Having talked about the positive recovery, we have no choice but to have a look at the negatives too.
Nobody has definitive figures for how global leather production is divided between the different sectors at the moment. However, even with the decline caused by the fashion for sneakers and other shoes made from plastic, it must be fair to estimate side leather production at between 40% to 50% of the entire industry production. The shoe leather business is not really seeing much of a recovery. The pre-corona situation is still in place. Nothing has changed except that demand for formal shoes has been substantially down in the last six months.
No matter how optimistic the luxury leathergoods manufacturers may be, they have taken a fair beating too and a recovery to normal volumes will take some time. With a simple calculation that 50% of leather production is on the way back to normal levels (without having yet reached those normal levels), 50% continues to underperform; it would be naïve to believe that any real substantial and sustainable recovery is under way. We can only hope and take as much positivity as possible from the seasonal cyclical rise in production and demand. At the same time, everything possible has to be done to stimulate demand for leather as a material in the long run. There is no change to the fundamental problems we were facing in February.
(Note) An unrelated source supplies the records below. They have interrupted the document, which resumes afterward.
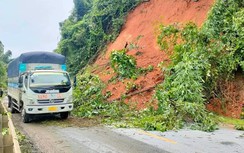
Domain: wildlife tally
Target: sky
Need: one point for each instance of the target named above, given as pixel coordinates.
(32, 25)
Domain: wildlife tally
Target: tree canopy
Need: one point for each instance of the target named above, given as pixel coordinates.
(92, 24)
The focus of the above is mostly on the European situation. However, globally it’s no different. Demand recovery reached the Americas a bit earlier because their main market is Asia. With longer lead-times, Asian tanners had to react four or six weeks earlier. Prices in the US advanced a couple of weeks ago. The kill in Australia, for various reasons, is underperforming and in South America there is still a lot of stock and the same buying pattern as everywhere else. With cheap prices, you buy the best and for the rest no solution has yet been discovered.
The split market, which was being driven by the collagen and gelatine market, is returning to troubled times again. Wet blue splits at a certain price still have some market potential. Lime splits are reported to be under serious pressure in China and now also in Europe. The rise in leather production means an increase in available splits. The stocks that the collagen and gelatine industry built up during production lockdown has created a new balance that is not in favour of the raw material. This will be the situation for some time.
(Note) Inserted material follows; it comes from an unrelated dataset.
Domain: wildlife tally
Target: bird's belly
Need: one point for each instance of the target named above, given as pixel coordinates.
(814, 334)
The skins market is still going through the same catastrophe as it has been for a long time. The recovery in garment leather demand had been stopped by the corona crisis, but at the same time the supply of skins has not stopped. The Eid al-Adha festival in Muslim countries in late July and early August boosted the offer of raw materials and many skins found no buyer. For the majority of skins there is no real price level. On a global level the number of skins going into landfill has been rising once again and without a miracle these are the market conditions that will apply for some time to come.
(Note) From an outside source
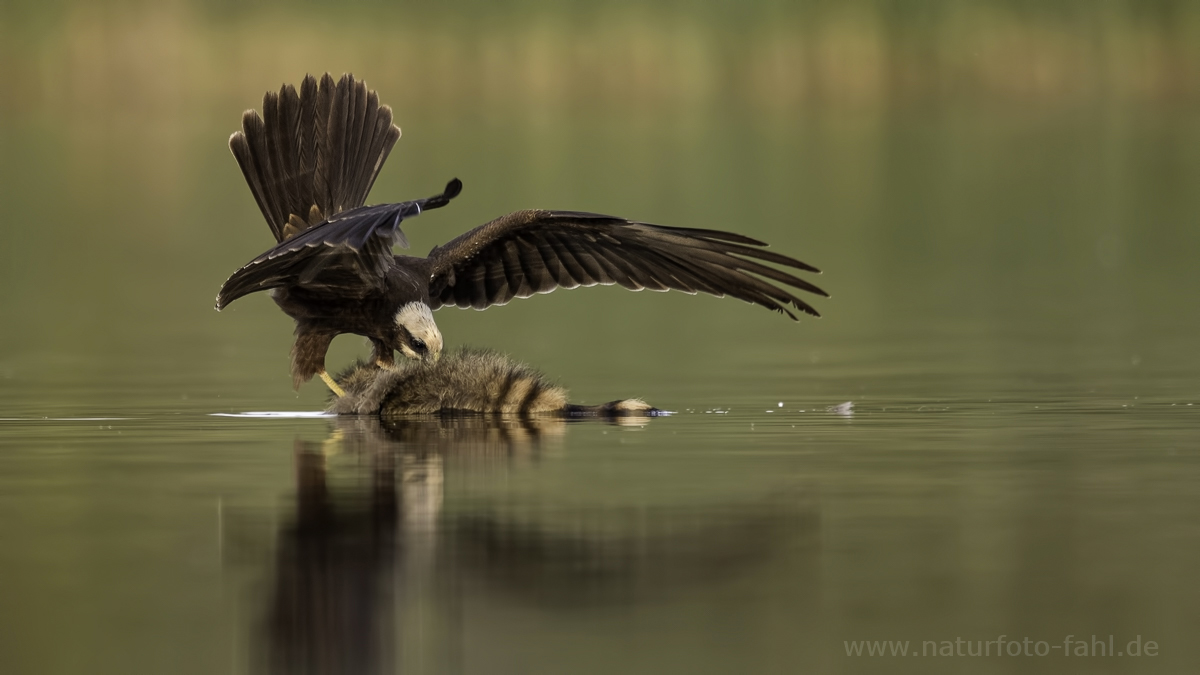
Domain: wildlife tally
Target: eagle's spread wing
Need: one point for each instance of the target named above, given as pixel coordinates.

In the coming weeks we expect that the market situation will cool down again. For the tanners that can realistically expect leather orders for the winter season, raw material price levels are still comfortable. We all agree that we need a further increase in leather demand but we all have to understand that this cannot be achieved with an exaggerated and fast rise in raw material costs. This would prevent hides and skins from moving through the leather pipeline and would make it difficult for leather users, designers, brands and retailers to consider using more leather in their product ranges.
Let’s hope that all the players handle the situation with care and at least understand that a careful step-by-step analysis might be the most healthy way to support a general recovery.